Kann richtig ungemütlich werden auf dem IMOCA, auch wenn gefoilt wird © Andreas Lindlahr Team Malizia

Solch einer permanenten „Bombardierung“ und Überflutung von Wassermassen hätten aber wohl kaum Aufbauten welcher Art auch immer standgehalten. Auf manchen IMOCA wurden konnten selbst Spritzschutz-Überhänge, die den Niedergang und auch den Bereich um den Grinder schützten, vom Wasser abgerissen. 

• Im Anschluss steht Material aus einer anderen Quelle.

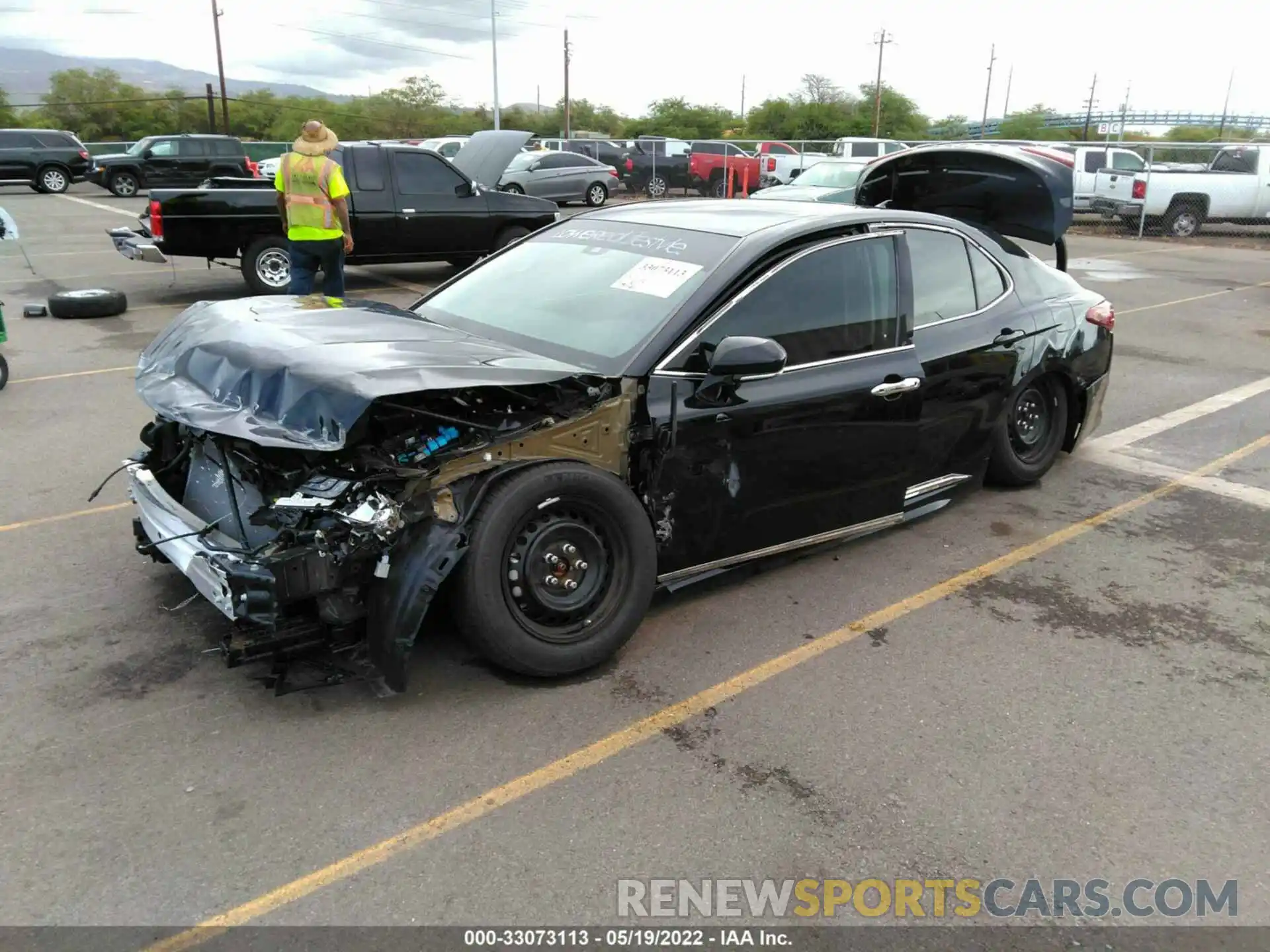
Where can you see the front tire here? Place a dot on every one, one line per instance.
(1031, 433)
(597, 194)
(267, 266)
(124, 184)
(560, 571)
(54, 180)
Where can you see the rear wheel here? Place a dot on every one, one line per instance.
(267, 266)
(54, 179)
(559, 571)
(1031, 433)
(125, 184)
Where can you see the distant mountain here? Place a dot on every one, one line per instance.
(24, 75)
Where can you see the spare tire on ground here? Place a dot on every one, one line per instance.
(89, 302)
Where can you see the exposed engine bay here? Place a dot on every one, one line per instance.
(345, 550)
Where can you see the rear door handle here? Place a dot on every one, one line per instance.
(902, 386)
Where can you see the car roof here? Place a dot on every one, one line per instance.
(737, 219)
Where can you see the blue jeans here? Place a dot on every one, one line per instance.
(309, 257)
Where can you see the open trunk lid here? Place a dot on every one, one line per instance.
(1017, 190)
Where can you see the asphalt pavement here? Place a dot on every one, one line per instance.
(1067, 681)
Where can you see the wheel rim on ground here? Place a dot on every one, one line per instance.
(273, 268)
(1031, 423)
(1185, 225)
(560, 571)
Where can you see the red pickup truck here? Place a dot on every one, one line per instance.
(709, 161)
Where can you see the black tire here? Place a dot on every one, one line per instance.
(124, 184)
(267, 266)
(1183, 221)
(549, 631)
(89, 302)
(512, 233)
(1031, 433)
(597, 193)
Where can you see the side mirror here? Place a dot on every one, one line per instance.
(747, 357)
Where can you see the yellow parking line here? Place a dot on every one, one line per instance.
(1198, 298)
(73, 374)
(45, 521)
(651, 727)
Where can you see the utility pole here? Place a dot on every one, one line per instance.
(880, 41)
(1089, 107)
(493, 46)
(567, 56)
(220, 66)
(992, 59)
(211, 110)
(1226, 108)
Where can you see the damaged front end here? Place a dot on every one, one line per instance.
(343, 551)
(321, 514)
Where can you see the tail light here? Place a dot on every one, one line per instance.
(1103, 315)
(1053, 155)
(155, 219)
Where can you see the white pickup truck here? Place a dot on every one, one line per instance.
(1234, 188)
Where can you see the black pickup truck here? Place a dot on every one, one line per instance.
(405, 205)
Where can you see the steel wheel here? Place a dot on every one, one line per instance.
(54, 180)
(1032, 420)
(273, 268)
(560, 568)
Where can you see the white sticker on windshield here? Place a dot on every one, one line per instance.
(657, 277)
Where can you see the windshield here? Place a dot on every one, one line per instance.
(831, 175)
(588, 296)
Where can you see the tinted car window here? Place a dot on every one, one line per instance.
(943, 286)
(988, 284)
(422, 175)
(833, 302)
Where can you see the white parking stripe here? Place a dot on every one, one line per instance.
(103, 207)
(1165, 422)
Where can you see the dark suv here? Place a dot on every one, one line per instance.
(48, 160)
(159, 161)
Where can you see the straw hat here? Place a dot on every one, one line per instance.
(316, 139)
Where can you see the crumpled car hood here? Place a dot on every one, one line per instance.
(299, 372)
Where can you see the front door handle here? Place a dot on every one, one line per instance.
(898, 387)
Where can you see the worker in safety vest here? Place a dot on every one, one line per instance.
(312, 193)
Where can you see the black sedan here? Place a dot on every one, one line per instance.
(638, 397)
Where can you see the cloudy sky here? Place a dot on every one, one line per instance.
(626, 55)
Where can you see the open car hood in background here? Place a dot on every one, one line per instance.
(486, 157)
(300, 371)
(1014, 190)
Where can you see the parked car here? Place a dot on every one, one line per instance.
(446, 146)
(159, 161)
(654, 165)
(712, 163)
(646, 395)
(1235, 188)
(48, 160)
(560, 177)
(832, 180)
(407, 205)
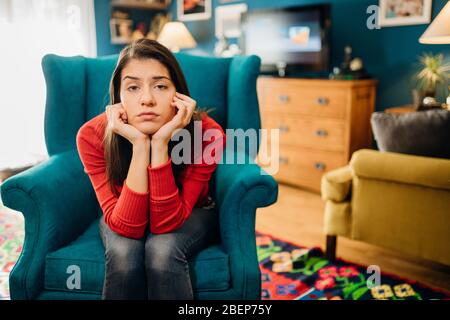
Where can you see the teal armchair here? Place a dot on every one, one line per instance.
(61, 210)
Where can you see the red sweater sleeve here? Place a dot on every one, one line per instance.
(169, 207)
(127, 214)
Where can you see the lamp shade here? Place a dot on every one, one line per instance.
(438, 31)
(176, 36)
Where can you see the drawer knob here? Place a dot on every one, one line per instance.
(283, 128)
(283, 160)
(283, 98)
(323, 101)
(320, 166)
(321, 133)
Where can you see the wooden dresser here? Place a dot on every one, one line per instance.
(321, 123)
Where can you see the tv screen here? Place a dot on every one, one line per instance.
(295, 37)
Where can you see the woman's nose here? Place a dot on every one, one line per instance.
(147, 97)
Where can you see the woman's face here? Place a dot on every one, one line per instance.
(145, 88)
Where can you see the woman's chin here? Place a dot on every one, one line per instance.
(147, 128)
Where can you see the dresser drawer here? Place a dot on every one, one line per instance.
(304, 167)
(287, 97)
(324, 134)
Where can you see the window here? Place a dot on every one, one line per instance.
(29, 29)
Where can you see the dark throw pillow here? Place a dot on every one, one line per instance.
(424, 133)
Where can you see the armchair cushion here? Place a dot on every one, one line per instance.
(424, 133)
(210, 268)
(401, 168)
(336, 184)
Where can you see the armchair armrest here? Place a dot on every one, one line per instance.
(336, 184)
(402, 168)
(240, 190)
(58, 203)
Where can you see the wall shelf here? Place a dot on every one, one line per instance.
(134, 4)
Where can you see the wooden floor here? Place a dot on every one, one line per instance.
(298, 217)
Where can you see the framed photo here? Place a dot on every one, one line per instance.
(404, 12)
(190, 10)
(121, 30)
(228, 20)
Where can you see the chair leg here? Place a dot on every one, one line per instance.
(330, 253)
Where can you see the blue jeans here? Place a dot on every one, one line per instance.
(156, 266)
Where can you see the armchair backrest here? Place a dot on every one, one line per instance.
(77, 91)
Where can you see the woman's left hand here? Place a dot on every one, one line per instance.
(186, 106)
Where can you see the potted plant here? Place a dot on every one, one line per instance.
(432, 75)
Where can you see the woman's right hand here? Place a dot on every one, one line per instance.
(118, 123)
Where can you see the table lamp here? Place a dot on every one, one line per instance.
(438, 32)
(176, 36)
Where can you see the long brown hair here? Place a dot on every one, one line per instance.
(118, 150)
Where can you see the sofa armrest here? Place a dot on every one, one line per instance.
(240, 190)
(401, 168)
(58, 203)
(336, 184)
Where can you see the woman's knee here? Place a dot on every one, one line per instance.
(164, 252)
(124, 255)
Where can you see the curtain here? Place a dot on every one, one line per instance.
(29, 29)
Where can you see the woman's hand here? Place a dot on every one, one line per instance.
(186, 106)
(118, 123)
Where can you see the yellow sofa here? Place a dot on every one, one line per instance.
(397, 201)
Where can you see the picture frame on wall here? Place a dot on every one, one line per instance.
(121, 30)
(228, 20)
(404, 12)
(191, 10)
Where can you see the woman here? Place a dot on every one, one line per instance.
(156, 215)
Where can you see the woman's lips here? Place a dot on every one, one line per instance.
(148, 116)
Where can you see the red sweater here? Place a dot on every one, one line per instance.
(163, 207)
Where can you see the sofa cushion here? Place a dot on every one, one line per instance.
(425, 133)
(210, 268)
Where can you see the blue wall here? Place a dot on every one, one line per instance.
(390, 54)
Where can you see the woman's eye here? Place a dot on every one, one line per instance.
(132, 88)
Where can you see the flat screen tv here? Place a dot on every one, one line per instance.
(288, 40)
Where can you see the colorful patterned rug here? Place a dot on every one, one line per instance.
(288, 271)
(292, 272)
(11, 240)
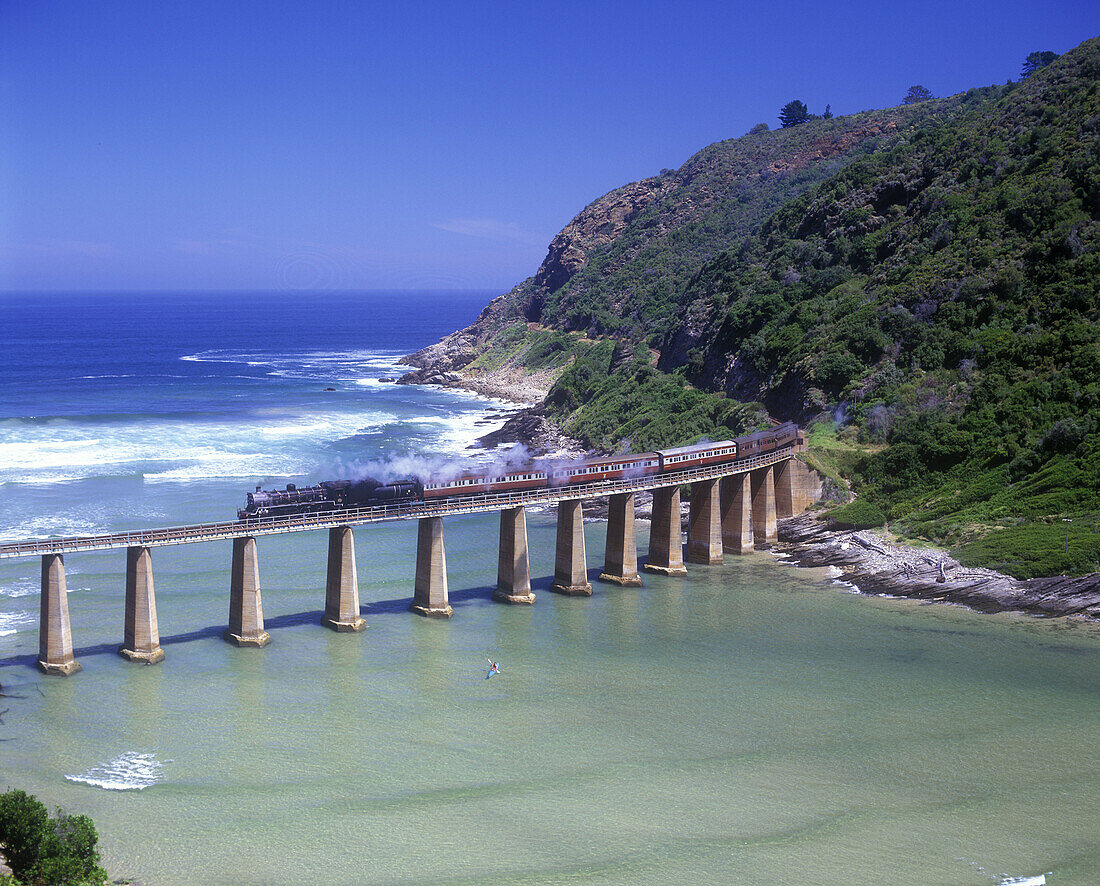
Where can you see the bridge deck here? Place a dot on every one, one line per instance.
(471, 504)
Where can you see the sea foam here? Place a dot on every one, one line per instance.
(132, 770)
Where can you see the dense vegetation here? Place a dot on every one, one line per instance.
(945, 294)
(633, 285)
(934, 298)
(615, 400)
(47, 852)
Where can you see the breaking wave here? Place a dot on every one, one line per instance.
(132, 770)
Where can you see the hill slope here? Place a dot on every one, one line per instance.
(927, 276)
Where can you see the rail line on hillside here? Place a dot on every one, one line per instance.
(355, 516)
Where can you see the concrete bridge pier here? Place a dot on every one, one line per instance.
(795, 488)
(666, 549)
(737, 514)
(620, 550)
(245, 605)
(571, 569)
(513, 567)
(55, 637)
(142, 634)
(704, 523)
(429, 592)
(341, 588)
(762, 483)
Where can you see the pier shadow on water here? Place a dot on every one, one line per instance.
(374, 608)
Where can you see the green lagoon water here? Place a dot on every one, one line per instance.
(750, 723)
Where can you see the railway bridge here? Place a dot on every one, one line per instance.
(733, 506)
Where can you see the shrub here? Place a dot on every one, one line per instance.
(858, 515)
(43, 852)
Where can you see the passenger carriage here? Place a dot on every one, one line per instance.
(696, 456)
(611, 468)
(469, 483)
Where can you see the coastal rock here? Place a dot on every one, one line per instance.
(531, 428)
(876, 566)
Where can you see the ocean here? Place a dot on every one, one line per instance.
(750, 723)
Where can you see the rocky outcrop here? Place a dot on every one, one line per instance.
(879, 567)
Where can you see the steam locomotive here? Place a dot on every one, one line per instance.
(341, 494)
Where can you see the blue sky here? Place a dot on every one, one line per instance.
(221, 145)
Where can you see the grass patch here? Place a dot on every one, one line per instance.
(859, 514)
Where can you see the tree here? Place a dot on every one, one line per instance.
(793, 113)
(1035, 61)
(43, 851)
(23, 822)
(916, 94)
(68, 852)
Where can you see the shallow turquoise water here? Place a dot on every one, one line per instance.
(750, 723)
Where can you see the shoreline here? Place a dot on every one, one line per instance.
(871, 564)
(876, 566)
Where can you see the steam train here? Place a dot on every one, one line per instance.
(341, 494)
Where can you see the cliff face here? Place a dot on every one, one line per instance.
(620, 265)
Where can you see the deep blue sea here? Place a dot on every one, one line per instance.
(748, 723)
(125, 411)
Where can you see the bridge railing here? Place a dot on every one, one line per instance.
(470, 504)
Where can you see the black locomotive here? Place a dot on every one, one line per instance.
(330, 495)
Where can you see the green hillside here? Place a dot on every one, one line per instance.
(938, 295)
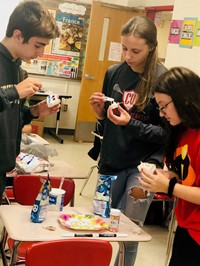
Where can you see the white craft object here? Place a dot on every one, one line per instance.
(150, 167)
(52, 100)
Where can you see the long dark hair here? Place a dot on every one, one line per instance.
(183, 86)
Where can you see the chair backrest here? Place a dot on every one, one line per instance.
(68, 252)
(26, 188)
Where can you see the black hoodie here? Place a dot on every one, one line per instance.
(13, 115)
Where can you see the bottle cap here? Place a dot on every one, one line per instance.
(115, 212)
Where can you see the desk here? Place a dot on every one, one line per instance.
(17, 225)
(53, 133)
(59, 169)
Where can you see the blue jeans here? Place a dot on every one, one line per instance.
(135, 209)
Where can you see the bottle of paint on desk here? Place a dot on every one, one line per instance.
(114, 220)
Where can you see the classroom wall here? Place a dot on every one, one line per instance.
(72, 87)
(176, 55)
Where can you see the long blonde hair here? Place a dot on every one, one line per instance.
(143, 27)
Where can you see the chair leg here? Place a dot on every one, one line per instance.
(6, 198)
(170, 236)
(2, 246)
(88, 177)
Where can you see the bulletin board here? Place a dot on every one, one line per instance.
(64, 56)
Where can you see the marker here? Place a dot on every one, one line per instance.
(94, 235)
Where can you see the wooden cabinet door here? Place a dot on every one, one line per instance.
(105, 27)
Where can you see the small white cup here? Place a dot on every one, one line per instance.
(56, 199)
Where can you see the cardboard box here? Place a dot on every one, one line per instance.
(37, 127)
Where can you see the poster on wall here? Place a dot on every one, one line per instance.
(71, 28)
(115, 52)
(175, 30)
(187, 32)
(196, 41)
(53, 65)
(64, 56)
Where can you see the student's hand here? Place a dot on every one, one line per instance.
(156, 182)
(41, 109)
(28, 87)
(97, 102)
(118, 116)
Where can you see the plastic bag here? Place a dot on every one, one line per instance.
(39, 209)
(37, 149)
(27, 163)
(102, 197)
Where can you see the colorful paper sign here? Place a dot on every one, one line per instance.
(196, 41)
(175, 31)
(187, 32)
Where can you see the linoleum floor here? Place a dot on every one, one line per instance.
(149, 253)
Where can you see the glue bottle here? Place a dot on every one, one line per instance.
(114, 220)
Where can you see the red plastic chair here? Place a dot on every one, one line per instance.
(164, 199)
(68, 252)
(26, 188)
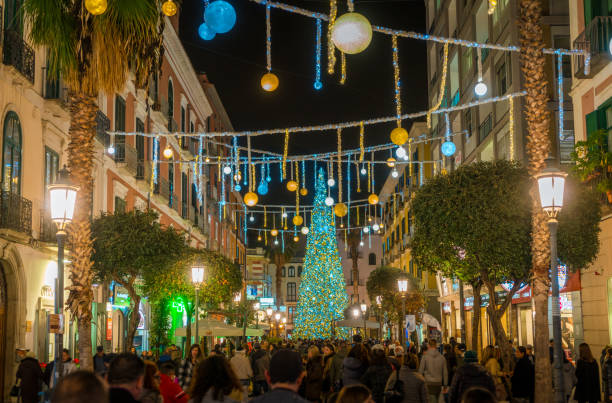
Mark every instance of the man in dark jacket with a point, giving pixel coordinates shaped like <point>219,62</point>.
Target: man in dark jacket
<point>470,374</point>
<point>29,376</point>
<point>523,377</point>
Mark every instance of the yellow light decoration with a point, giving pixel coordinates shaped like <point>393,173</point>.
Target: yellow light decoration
<point>96,7</point>
<point>352,33</point>
<point>251,199</point>
<point>292,186</point>
<point>269,82</point>
<point>340,209</point>
<point>169,8</point>
<point>298,220</point>
<point>399,136</point>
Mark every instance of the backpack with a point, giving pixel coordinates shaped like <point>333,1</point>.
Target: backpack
<point>394,391</point>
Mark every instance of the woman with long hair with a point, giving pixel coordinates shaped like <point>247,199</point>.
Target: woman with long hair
<point>215,381</point>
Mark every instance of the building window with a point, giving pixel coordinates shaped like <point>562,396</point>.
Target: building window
<point>291,292</point>
<point>11,154</point>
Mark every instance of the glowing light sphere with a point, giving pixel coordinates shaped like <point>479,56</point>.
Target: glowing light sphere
<point>292,186</point>
<point>448,148</point>
<point>340,209</point>
<point>206,32</point>
<point>399,136</point>
<point>480,88</point>
<point>269,82</point>
<point>352,33</point>
<point>250,199</point>
<point>298,220</point>
<point>96,7</point>
<point>220,16</point>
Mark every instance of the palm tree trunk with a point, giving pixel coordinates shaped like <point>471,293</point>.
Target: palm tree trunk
<point>538,146</point>
<point>80,162</point>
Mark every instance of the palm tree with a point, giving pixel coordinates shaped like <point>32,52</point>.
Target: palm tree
<point>92,54</point>
<point>538,146</point>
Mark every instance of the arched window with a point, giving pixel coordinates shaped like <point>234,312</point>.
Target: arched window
<point>11,154</point>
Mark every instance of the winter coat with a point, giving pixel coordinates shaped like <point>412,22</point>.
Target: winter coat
<point>314,379</point>
<point>523,379</point>
<point>375,378</point>
<point>468,375</point>
<point>433,367</point>
<point>587,386</point>
<point>241,365</point>
<point>352,370</point>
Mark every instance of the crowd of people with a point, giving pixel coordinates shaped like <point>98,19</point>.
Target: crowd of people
<point>315,371</point>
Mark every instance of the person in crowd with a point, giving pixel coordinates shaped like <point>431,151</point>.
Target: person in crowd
<point>470,374</point>
<point>434,370</point>
<point>150,391</point>
<point>377,374</point>
<point>125,378</point>
<point>355,394</point>
<point>168,387</point>
<point>215,381</point>
<point>80,386</point>
<point>478,395</point>
<point>587,376</point>
<point>188,365</point>
<point>260,363</point>
<point>284,376</point>
<point>242,367</point>
<point>523,377</point>
<point>355,365</point>
<point>314,375</point>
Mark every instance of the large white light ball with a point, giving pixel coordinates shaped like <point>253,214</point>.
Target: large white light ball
<point>352,33</point>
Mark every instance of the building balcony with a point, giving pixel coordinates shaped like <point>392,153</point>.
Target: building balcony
<point>17,53</point>
<point>595,39</point>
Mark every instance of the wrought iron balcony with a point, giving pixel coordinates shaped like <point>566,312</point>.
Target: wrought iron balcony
<point>17,53</point>
<point>595,39</point>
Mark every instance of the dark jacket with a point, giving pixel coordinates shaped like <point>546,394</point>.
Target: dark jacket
<point>314,379</point>
<point>523,379</point>
<point>352,370</point>
<point>468,375</point>
<point>375,378</point>
<point>30,376</point>
<point>587,386</point>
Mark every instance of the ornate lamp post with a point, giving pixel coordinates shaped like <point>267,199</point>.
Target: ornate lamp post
<point>551,185</point>
<point>62,200</point>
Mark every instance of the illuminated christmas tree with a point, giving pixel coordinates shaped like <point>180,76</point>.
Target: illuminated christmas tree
<point>322,294</point>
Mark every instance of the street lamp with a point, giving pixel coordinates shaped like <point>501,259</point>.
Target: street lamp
<point>551,185</point>
<point>197,277</point>
<point>62,200</point>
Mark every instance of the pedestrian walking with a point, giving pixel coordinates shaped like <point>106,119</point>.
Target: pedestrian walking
<point>433,368</point>
<point>215,381</point>
<point>587,377</point>
<point>188,365</point>
<point>470,374</point>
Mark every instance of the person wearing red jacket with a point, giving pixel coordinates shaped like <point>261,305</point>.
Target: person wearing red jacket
<point>170,390</point>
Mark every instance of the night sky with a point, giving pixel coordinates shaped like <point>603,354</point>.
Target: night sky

Insofern ist die wahre Innovation beim geschlossenen Cockpit der „Hugo Boss“ der technische Kniff, indem das Cockpit tiefer gelegt wurde, damit den Wassermassen beim Ablaufen über dem Cockpitdach keine unnötige Angriffsflächen geboten werden.

(K)eine Frage des Speeds

Wie gut sich geschlossene Cockpits selbst bei Rekord-Rasereien auf hoher See bewähren, zeigen schon seit einiger Zeit die Ultim-Trimarane. So steuert Francois Gabart seinen „Macif“-Trimaran  grundsätzlich im Trockenen. Und Thomas Coville hat auf seinem spektakulären „Sodebo“-Neubau das (geschlossene) Cockpit der besseren Übersicht wegen gleich vor den Mast gesetzt. 

Doch allen Hochgeschwindigkeiten zum Trotz, haben die Trimarane viel weniger mit überkommendem Wassermassen zu kämpfen, als die Monorumpfer. 

Coville auf seinem neuen ultra flachen Cockpit-Dach. © Sodebo

Die wiederum heben sich nun jedoch mit den Foils während mindestens 40 Prozent ihrer Langfahrten über die Wellen und sind somit weniger überkommendem Wasser ausgesetzt.

Dass sich Alex Thomson unter dem Dach seines „neuen Wohnzimmers“, wie er das einmal ausgedrückte, während der kommenden Vendée Globe wohl und vor allem sicher fühlen wird, steht außer Frage. Ebenso ist der Trend zu mehr „Sicherheit und Komfort durch Überdachung“ im Cockpit der IMOCA immer offensichtlicher. So wurde bei den letzten Umbau-Maßnahmen an Bord der „Charal“ neben neuen Foil-Designs zum Schutz des Cockpits längere Überhänge spendiert.  Nach dem Cabriolet (bisherige IMOCA-Designs) und der Limousine (Hugo Boss) nun die Targa-Variante (Charal). Mal sehen, was sich auf Dauer durchsetzen wird.